Like many other industries today, IT is experiencing hiring freezes, layoffs, reduced benefits and increased work stresses. While much attention is focused on the woes of front line employees during this time, IT leaders also face myriad challenges. One such obstacle is what Rob Bogosian calls a “flattening” of IT departments.
“What’s happening is those who are in formal leadership positions and management positions are now having to do the actual work themselves,” said Bogosian, senior consultant at CRG Associates, a human resources and organizational development consultancy.
Instead of “leading in isolation” and spending their time strategizing and guiding employees in the lower ranks, as a result of cutbacks these leaders are now rolling up their sleeves and engaging in the actual work tasks. “It’s sort of like the levels in the organization are collapsing,” Bogosian explained.
This increased time in the trenches in turn affects the entire business unit. As employees lose their sense of psychological safety during layoffs and restructurings, they look to their leaders to sort out the chaos. But the leader is much less available to attend to direct reports’ needs.
“Everybody who remains [after restructuring] becomes psychologically disrupted,” Bogosian said. “People at the target level need to make sense of what’s going on.
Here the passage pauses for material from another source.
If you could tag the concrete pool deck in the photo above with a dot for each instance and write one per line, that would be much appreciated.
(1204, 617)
They need to make sense of the new organization. [And they look to their leaders] for support, for guidance, for feedback, for direction. [But now] there are more people competing for a limited amount of time from their leaders.”
So what’s a leader to do?
“In a phrase or a sentence: [Be] up-front, totally honest, all the time,” Bogosian said. “Acknowledge and legitimize the current realities both inside and outside the organization. If the picture isn’t rosy, don’t try to paint it as such.
“Communicate and discuss openly what will happen: How will we respond to this as an organization, as team members, as business units?” he continued. “[This] is the best way for people to get back to business as usual.”
In addition, it’s important for leaders to redistribute work in a collaborative fashion, involving every member of a business unit.
“The redistribution of work is everybody’s responsibility, and I find that if the organization steps back and looks at what has to get done and looks at the redistribution of work, it’s an opportunity for realignment. [In fact, the company] actually can fuel innovation if the dialogue is collaborative and open and inclusive.”
IT leaders have an added challenge in this process due to the nature of their work. Since IT professionals generally work on a project-by-project basis and professionals hold on to proprietary information, knowledge management is crucial, Bogosian said.
“When intelligence migrates from an organization, you have a knowledge gap that has to be made up very quickly. So it leaves IT organizations with a double bind: one, dealing with the redistribution of work; and two, dealing with the knowledge management challenge,” he said.
Aside from the details of realigning work tasks, the key to surviving this downturn is retaining commitment from employees. Bogosian said employees will ask themselves: “‘How committed am I to the organization? How committed am I to stay here and extend effort and to put out above the zero maintenance line, [where I just do the work necessary to keep my job?’] That’s how we measure success in a downturn.”
Leaders can facilitate this success by attending to employees’ psychological needs so that they can refocus on the business, and then having an open and inclusive conversation about what’s next in terms of work.
“Leaders need to involve their teams more often on more things than they ever have before,” Bogosian said. “You must go through the process of business as unusual before you can get back to the process of business as usual. There are no shortcuts. There’s no way to avoid it.”